A highly unusual governance structure complicated matters at OpenAI. The parent is a nonprofit. The plan was for it to fund its work with future profits from a limited partnership that is for-profit. Directors of the nonprofit aren’t even allowed to own shares in the for-profit. But that created an inherent tension between the nonprofit and the for-profit centers, not to mention Microsoft, a major OpenAI investor; Altman; and other employees, all of whose interests were not in perfect alignment.

Amazingly, Microsoft, which has invested more than $13 billion in OpenAI, learned of Altman’s exit only one minute before it was announced, The Times reported. In the end, Microsoft’s money talked when its C.E.O., Satya Nadella, brought Altman and Brockman on board.

Mira Murati, who took over as interim C.E.O. for a couple of days after Altman was booted, posted early Monday, “OpenAI is nothing without its people.” Amid the continuing confusion and infighting, that is one statement that is unequivocally true.


Outlook: Aichi Amemiya and Jeremy Schwartz

The U.S. economy “has more resilience than we previously anticipated,” Aichi Amemiya and Jeremy Schwartz, who are senior US economists at Nomura, wrote in a note to clients on Friday.
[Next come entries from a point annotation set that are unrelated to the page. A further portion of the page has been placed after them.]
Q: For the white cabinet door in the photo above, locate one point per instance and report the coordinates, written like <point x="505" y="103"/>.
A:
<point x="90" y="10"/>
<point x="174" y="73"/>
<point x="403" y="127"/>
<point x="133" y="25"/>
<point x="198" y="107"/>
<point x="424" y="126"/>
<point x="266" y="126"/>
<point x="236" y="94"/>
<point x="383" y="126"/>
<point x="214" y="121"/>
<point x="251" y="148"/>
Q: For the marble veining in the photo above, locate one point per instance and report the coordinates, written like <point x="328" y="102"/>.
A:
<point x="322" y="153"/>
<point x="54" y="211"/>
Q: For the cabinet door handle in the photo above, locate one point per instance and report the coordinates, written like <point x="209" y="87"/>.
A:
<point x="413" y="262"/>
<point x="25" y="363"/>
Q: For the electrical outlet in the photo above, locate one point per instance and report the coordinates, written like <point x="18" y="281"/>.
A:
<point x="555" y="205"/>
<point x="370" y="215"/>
Also, they wrote, “the pace of tightening credit conditions has been slower than we expected.” But they still expect that “slow-moving credit tightening will eventually weigh on business investment and employment, causing a recession in the medium term.” They said they now expect a “mild” recession to begin in the second half of 2024, rather than in the current quarter.


Quote of the Day

“They did not have a maternity leave policy. So I had my baby in the summer, and then when classes started up again for the next academic year, I taught a full load. I didn’t get any teaching relief from having my first baby.”

— Brigitte Madrian, describing her experience at the University of Chicago’s business school in the late 1990s, in a podcast with the Federal Reserve Bank of St. Louis released May 19, 2021.